Science

How Toxic People Are Bad for Your Mental Health – and How to Fix It

toxic

Toxic people are bad for your mental health. Although it’s easy to avoid these people in your random interactions with strangers, it’s tougher when your friends and family are the ones emanating negativity. Here’s how to eliminate these problem people from your life and establish boundaries that promote wellness.

The Narcissist

First up, the narcissist. Narcissists are obsessed with themselves and they usually have inflated ideas of self-worth, a constant need for attention and a lack of empathy or understanding of other people’s feelings. Narcissists can be difficult to deal with since they often deny reality and refuse to acknowledge you at all.
One way to handle narcissists without cutting them off entirely is to set communication boundaries, like limiting visits to once a month or limited phone calls to text messages. Be forewarned, however, people who are suddenly given boundaries commonly hang on even tighter or engage in new behavior designed to get your attention. Don’t cave in; in this situation, you have to insist upon the boundaries or end the relationship.

The “Debbie Downer”

Debbie Downers are inherently negative about every situation in their lives. They aren’t content, however, to live in their own negativity – instead they want you to go with them. These are the people in your life who complain about everything. If you are surrounded by these people at work or in a volunteer group, just steer clear of these conversations. This doesn’t mean never speaking to the person; it simply means avoid difficult conversations and resist the temptations to join in or try to solve Debbie Downer’s problems.

The Dependent

Next, consider if you are surrounded by “dependents.” These are the friends who desperately need your emotional support and have a tendency to cling. They usually want to spend every spare moment with you. This is exhausting emotionally. They might not even realize that they are draining you, but the result is always the same: you feel exhausted by the interactions

Since you don’t want to hurt the person, the best thing to do is insist on time limits. If you’re going out to a movie, make sure you part after the movie. If the person wants to cling, you must enforce the time limits. How much time is enough? Decide how much exposure to the dependent you can stand and don’t go over and above it.

The “Drama Queen”

The “drama queen” is one of the most difficult people to deal with at home or at work. These people love creating chaos. Whereas most of us do not like conflict, the drama queen will enjoy living on a roller coaster. What you need to understand is that you do not need to go on the ride with them. Their feelings and emotions will change frequently, but it is not your job to worry about them. Remember, since their emotions will change fast, it does you no good to try to “fix” the problems of the drama queen. Instead, worry only about yourself.

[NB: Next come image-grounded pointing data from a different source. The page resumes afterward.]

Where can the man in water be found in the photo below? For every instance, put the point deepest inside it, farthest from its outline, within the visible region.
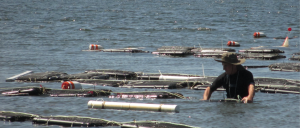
(237, 81)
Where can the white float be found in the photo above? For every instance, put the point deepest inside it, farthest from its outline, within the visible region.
(71, 85)
(233, 44)
(133, 106)
(259, 34)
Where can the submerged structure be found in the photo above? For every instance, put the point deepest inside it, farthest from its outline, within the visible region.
(261, 53)
(288, 67)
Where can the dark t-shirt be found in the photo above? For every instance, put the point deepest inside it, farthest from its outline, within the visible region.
(236, 84)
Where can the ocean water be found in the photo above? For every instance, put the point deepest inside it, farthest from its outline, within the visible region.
(50, 35)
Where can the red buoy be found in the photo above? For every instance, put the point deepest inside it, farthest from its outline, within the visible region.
(71, 85)
(233, 44)
(259, 34)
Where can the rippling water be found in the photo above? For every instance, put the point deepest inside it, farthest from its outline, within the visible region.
(50, 36)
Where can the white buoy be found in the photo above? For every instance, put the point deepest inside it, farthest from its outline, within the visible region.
(259, 34)
(133, 106)
(286, 42)
(71, 85)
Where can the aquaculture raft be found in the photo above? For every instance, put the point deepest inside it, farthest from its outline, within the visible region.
(289, 67)
(153, 124)
(131, 50)
(78, 93)
(72, 121)
(147, 95)
(16, 116)
(295, 58)
(211, 52)
(261, 51)
(42, 76)
(263, 56)
(23, 91)
(174, 50)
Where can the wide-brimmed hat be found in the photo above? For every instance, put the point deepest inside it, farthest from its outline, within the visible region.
(230, 58)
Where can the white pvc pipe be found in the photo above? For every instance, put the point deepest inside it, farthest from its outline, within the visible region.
(133, 106)
(162, 77)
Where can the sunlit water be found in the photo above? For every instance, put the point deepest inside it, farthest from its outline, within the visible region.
(50, 36)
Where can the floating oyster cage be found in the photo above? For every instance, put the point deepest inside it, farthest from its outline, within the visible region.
(73, 121)
(78, 92)
(53, 76)
(148, 95)
(80, 121)
(16, 116)
(153, 124)
(212, 50)
(261, 51)
(131, 50)
(288, 67)
(42, 76)
(173, 50)
(263, 56)
(23, 91)
(295, 58)
(118, 74)
(38, 91)
(207, 54)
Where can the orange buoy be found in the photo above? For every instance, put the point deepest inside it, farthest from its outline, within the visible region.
(95, 47)
(71, 85)
(259, 34)
(233, 44)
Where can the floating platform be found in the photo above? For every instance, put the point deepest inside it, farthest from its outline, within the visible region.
(174, 50)
(148, 95)
(78, 93)
(54, 76)
(115, 74)
(288, 67)
(211, 52)
(259, 50)
(23, 91)
(80, 121)
(130, 50)
(153, 124)
(262, 56)
(16, 116)
(73, 121)
(42, 76)
(133, 106)
(295, 58)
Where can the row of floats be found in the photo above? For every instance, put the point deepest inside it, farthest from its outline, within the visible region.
(128, 79)
(80, 121)
(252, 53)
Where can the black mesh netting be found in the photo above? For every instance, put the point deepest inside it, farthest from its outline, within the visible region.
(73, 121)
(16, 116)
(292, 67)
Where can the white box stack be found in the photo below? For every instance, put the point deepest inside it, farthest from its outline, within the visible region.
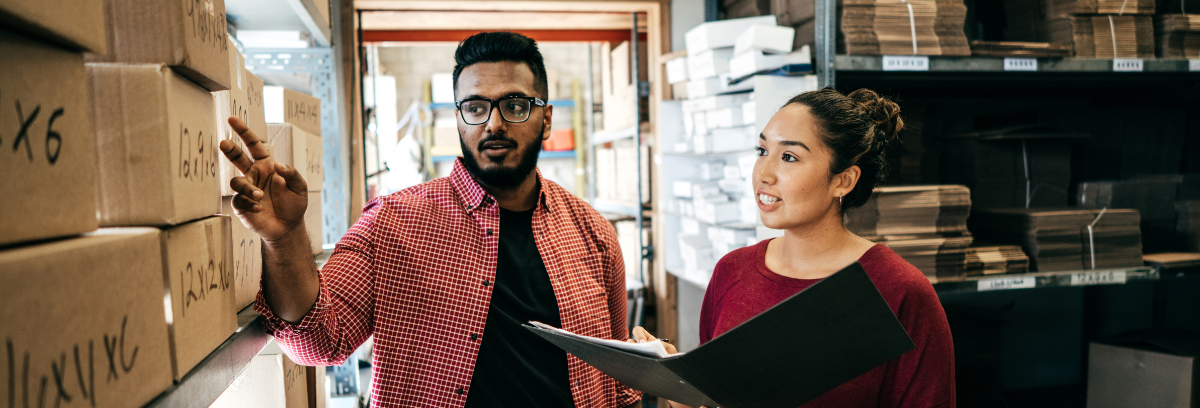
(709, 138)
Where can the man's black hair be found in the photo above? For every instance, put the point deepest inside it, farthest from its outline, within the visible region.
(502, 46)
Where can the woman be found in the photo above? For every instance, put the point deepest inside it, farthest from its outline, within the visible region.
(821, 154)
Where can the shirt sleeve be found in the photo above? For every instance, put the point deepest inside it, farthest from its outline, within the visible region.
(618, 309)
(342, 317)
(923, 377)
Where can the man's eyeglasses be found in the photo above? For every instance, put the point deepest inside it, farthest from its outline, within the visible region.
(514, 109)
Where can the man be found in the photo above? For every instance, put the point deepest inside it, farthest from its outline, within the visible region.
(444, 274)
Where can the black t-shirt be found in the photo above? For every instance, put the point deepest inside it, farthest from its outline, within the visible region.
(516, 367)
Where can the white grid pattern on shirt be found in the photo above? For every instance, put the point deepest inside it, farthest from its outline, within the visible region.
(411, 271)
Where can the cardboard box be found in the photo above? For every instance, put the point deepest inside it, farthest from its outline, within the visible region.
(49, 186)
(198, 270)
(245, 101)
(247, 258)
(720, 34)
(298, 149)
(768, 39)
(90, 305)
(313, 222)
(271, 381)
(156, 145)
(76, 24)
(285, 106)
(1147, 369)
(189, 36)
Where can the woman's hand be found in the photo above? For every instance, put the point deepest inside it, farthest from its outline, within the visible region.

Do not engage too deeply with these people. If they challenge you at work, they may be doing it just to create chaos. Ignore them. Do not get into an argument with a person who loves to argue.

7 Comments

  1. Tony Miller says:

    Good advice

  2. Phil Knight says:

    Debbie Downer, I love it, LOLOL.

  3. Darlene says:

    Just cut these people off, especially the narcissists.

  4. Emily Rodgers says:

    UGH these people are the worst, the ones who are like emotional vampires. So exhausting.

  5. Shonda says:

    My father is a narcissist and he’s an impossible person.

  6. Anonymous says:

    What if the dependent is your best friend since forever though? Feel bad cutting them off?

    • Robin says:

      Like the article says, you have to set boundaries. If you don’t, it will never improve. Take it from me, I know.